Decentralized Predicate Detection over Partially Synchronous Continuous-Time Signals

TL;DR

This paper introduces the first decentralized algorithm for detecting safety predicate violations in continuous-time signals within partially synchronous cyber-physical systems, addressing challenges of partial knowledge, clock drift, and continuous signals.

Contribution

It presents a novel decentralized detection algorithm for conjunctive predicates over continuous-time signals in partially synchronous systems, with proven complexity and experimental validation.

Findings

Algorithm detects all predicate violations including clock drift effects.

Detection complexity matches that of discrete systems.

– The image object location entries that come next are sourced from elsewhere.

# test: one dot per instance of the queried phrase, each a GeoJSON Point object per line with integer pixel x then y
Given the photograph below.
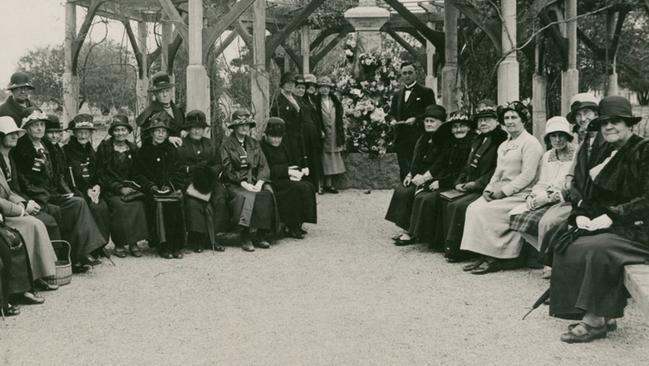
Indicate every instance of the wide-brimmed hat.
{"type": "Point", "coordinates": [614, 107]}
{"type": "Point", "coordinates": [160, 81]}
{"type": "Point", "coordinates": [195, 118]}
{"type": "Point", "coordinates": [241, 117]}
{"type": "Point", "coordinates": [158, 120]}
{"type": "Point", "coordinates": [82, 121]}
{"type": "Point", "coordinates": [325, 81]}
{"type": "Point", "coordinates": [275, 127]}
{"type": "Point", "coordinates": [31, 115]}
{"type": "Point", "coordinates": [8, 126]}
{"type": "Point", "coordinates": [435, 111]}
{"type": "Point", "coordinates": [119, 120]}
{"type": "Point", "coordinates": [20, 80]}
{"type": "Point", "coordinates": [486, 108]}
{"type": "Point", "coordinates": [582, 101]}
{"type": "Point", "coordinates": [557, 124]}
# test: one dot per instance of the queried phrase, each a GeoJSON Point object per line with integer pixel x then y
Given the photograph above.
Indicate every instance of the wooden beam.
{"type": "Point", "coordinates": [224, 23]}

Experimental validation confirms practical effectiveness.

Abstract

We present the first decentralized algorithm for detecting predicates over continuous-time signals under partial synchrony. A distributed cyber-physical system (CPS) consists of a network of agents, each of which measures (or computes) a continuous-time signal. Examples include distributed industrial controllers connected over wireless networks and connected vehicles in traffic. The safety requirements of such CPS, expressed as logical predicates, must be monitored at runtime. This monitoring faces three challenges: first, every agent only knows its own signal, whereas the safety requirement is global and carries over multiple signals. Second, the agents' local clocks drift from each other, so they do not even agree on the time. Thus, it is not clear which signal values are actually synchronous to evaluate the safety predicate. Third, CPS signals are continuous-time so there are potentially uncountably many safety violations to be reported. In this paper, we present the first decentralized algorithm for detecting conjunctive predicates in this setup. Our algorithm returns all possible violations of the predicate, which is important for eliminating bugs from distributed systems regardless of actual clock drift. We prove that this detection algorithm is in the same complexity class as the detector for discrete systems. We implement our detector and validate it experimentally.